Introduction: People with serious mental illness experience grave disparities in cardiovascular disease risk factors. To promote scale-up of effective cardiovascular disease risk reduction interventions from clinical trials, it is important to involve end-users in adapting interventions to fit the needs of community-based settings.

Objective: We describe a novel, theory-informed process of garnering community input to adapt IDEAL Goals, an evidence-based intervention for improving cardiovascular disease risk factors in persons with serious mental illness.

Setting: Outpatient community mental health programs in Maryland and Michigan implementing behavioral health homes, which provide enhanced support to people living with both physical and mental illnesses.

Participants: Clinicians, frontline staff, and administrators from community mental health organizations and persons with serious mental illness.

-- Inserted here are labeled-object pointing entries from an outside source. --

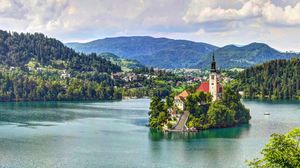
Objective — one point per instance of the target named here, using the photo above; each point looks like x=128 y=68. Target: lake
x=113 y=134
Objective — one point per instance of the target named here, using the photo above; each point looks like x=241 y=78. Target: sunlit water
x=113 y=134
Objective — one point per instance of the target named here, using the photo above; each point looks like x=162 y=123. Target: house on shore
x=179 y=100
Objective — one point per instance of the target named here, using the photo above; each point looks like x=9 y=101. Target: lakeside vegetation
x=204 y=114
x=277 y=79
x=283 y=150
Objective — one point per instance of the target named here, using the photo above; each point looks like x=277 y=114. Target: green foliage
x=156 y=52
x=156 y=113
x=232 y=56
x=19 y=49
x=125 y=64
x=281 y=151
x=231 y=99
x=194 y=100
x=20 y=80
x=226 y=112
x=278 y=79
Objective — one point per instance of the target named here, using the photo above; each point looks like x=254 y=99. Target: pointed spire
x=213 y=64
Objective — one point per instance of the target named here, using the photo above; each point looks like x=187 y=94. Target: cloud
x=249 y=9
x=265 y=10
x=288 y=15
x=218 y=22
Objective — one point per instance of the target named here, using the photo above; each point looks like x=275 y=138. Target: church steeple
x=213 y=67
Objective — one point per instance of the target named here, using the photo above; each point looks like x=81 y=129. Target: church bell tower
x=213 y=79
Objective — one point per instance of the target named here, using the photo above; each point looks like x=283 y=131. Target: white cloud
x=262 y=9
x=218 y=22
x=198 y=14
x=288 y=15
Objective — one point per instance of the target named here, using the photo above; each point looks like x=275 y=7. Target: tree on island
x=281 y=151
x=204 y=114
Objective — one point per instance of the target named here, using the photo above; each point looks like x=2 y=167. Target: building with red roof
x=204 y=87
x=179 y=99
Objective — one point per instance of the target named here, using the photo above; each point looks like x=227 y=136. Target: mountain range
x=170 y=53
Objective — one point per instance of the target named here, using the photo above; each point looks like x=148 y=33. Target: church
x=213 y=86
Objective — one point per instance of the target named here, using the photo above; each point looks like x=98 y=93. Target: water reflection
x=236 y=132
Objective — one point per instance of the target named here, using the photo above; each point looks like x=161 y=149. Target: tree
x=281 y=151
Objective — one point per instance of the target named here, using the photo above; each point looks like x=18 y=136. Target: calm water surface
x=113 y=134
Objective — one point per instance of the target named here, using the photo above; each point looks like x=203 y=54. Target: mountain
x=277 y=79
x=169 y=53
x=245 y=56
x=19 y=49
x=125 y=64
x=156 y=52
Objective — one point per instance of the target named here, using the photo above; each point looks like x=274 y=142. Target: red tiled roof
x=204 y=87
x=219 y=88
x=183 y=95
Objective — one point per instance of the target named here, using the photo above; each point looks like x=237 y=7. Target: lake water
x=113 y=134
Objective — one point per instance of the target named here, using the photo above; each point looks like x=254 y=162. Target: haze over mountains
x=169 y=53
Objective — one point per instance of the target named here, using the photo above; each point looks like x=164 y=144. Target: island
x=212 y=105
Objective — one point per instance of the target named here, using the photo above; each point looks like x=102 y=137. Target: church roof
x=183 y=95
x=204 y=87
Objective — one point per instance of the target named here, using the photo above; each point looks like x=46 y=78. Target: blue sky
x=219 y=22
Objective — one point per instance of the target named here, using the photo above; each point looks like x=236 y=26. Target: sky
x=218 y=22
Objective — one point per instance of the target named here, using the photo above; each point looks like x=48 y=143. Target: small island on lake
x=212 y=105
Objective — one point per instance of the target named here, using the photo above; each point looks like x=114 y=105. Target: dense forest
x=278 y=79
x=204 y=114
x=18 y=49
x=35 y=67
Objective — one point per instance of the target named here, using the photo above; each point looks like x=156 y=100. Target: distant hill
x=19 y=49
x=276 y=79
x=156 y=52
x=125 y=64
x=244 y=56
x=169 y=53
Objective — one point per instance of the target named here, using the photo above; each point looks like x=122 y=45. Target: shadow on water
x=25 y=112
x=235 y=132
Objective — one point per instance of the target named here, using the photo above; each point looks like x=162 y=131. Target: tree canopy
x=283 y=150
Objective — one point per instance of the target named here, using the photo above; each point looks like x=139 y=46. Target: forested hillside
x=170 y=53
x=35 y=67
x=18 y=49
x=278 y=79
x=232 y=56
x=150 y=51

Methods: Our approach to community engagement is based on the Replicating Effective Programs (REP) framework. During the REP preimplementation phase, we used 2 community engagement activities: (1) a "needs assessment" to identify anticipated implementation barriers and facilitators, and (2) "community working groups" to collaboratively engage with end-users in adapting the intervention and implementation strategies.

Main Findings: We used the Stakeholder Engagement Reporting Questionnaire to describe our processes for conducting a needs assessment, involving site-level surveys (N=26) and individual interviews (N=94), and convening a series of community working groups with clinicians and staff (mean, 24 per meeting) and persons with serious mental illness (mean, 8 per meeting).

Conclusions: By specifying the nature and extent of our community engagement activities, we aim to contribute to the evidence base of how to better integrate and measure community-engaged processes in the adaptation of evidence-based interventions.